Somut uyuşmazlıkta, davacının SGK’ya bildirilen çalışmaları 12.03.2008 – 30.06.2009, 01.07.2009 – 31.07.2009, 01.08.2009 – 31.12.2009, 01.01.2010 – 31.12.2011, 01.01.2012 – 20.07.2014, 21.07.2014 – 23.01.2015 tarihleri arasındadır. Dosyada bulunan 31.03.2010 tarihli ibraname; 12.03.2008 – 31.03.2010 tarihleri arasındaki çalışma için düzenlenmiş matbu nitelikte bir belge olup düzenleme tarihi itibariyle çalışmanın halen devam ettiği anlaşılmaktadır.

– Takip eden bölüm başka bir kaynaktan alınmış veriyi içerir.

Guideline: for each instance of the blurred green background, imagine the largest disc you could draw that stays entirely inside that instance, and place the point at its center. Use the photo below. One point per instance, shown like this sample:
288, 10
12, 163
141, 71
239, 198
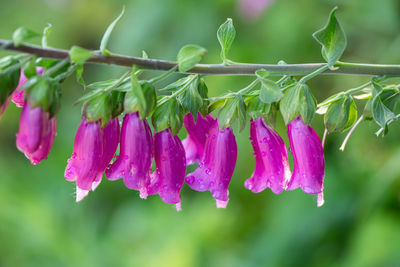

Bu ibraname Mahkemece kıdem ve ihbar tazminatı ödemesi içerdiğinden makbuz hükmünde kabul edilmiştir. Dosya içerisinde bulunan diğer ibraname ise 01.04.2010-31.12.2011 tarihleri arasındaki çalışma nedeniyle 31.12.2011 tarihli olarak düzenlenmiş, matbu nitelikte olup düzenleme tarihi itibariyle çalışma halen devam ettiğinden mahkemece kıdem ve ihbar tazminatı ile yıllık ücretli izin ödemesi içermesi nedeniyle makbuz hükmünde kabul edilmiştir.

Mahkemece, çalışma devam ederken düzenlenen ibranamelere geçerlilik tanınmamasında bir isabetsizlik bulunmamakta ise de, bu ibranamelerin makbuz hükmünde kabul edilmiş olması dosya içeriğine ve benzer mahiyetteki dava dosyalarına uygun düşmemiştir.’’

  • Yargıtay 9. Hukuk Dairesi’nin E. 2022/7746, K. 2022/8494 Sayılı ve 29.06.2024 Tarihli kararında işçiye kısmi ödeme yapılması halinde ibranamenin makbuz olarak kabul edildiği yönünde karar verilmiştir.

‘’3-)6098 Sayılı Türk Borçlar Kanunu’nun (6098 Sayılı Kanun) yürürlüğe girdiği 01.07.2012 tarihinden sonra düzenlenen ibra sözleşmeleri için yasal koşulların varlığı aranmalıdır. Ancak 6098 Sayılı Kanun’un yürürlükte olmadığı dönemde imzalanan ibranamenin geçerliliği sorunu, Dairemizin konuyla ilgili ilkeleri çerçevesinde değerlendirilmelidir. İbranamenin feshi izleyen bir aylık süre içinde düzenlenmesi ve ödemelerin banka kanalıyla yapılmamış oluşu 01.07.2012 tarihinden önce düzenlenen ibra sözleşmeleri için geçersizlik sonucu doğurmaz.

İbra sözleşmesi, varlığı tartışmasız olan bir borcun sona erdirilmesine dair bir yol olmakla, varlığı şüpheli ya da tartışmalı olan borçların ibra yoluyla sona ermesi mümkün değildir. Bu nedenle, işçinin hak kazanmadığı ileri sürülen bir borcun ibraya konu olması düşünülemez. Savunma ve işverenin diğer kayıtları ile çelişen ibra sözleşmelerinin geçersiz olduğu kabul edilmelidir.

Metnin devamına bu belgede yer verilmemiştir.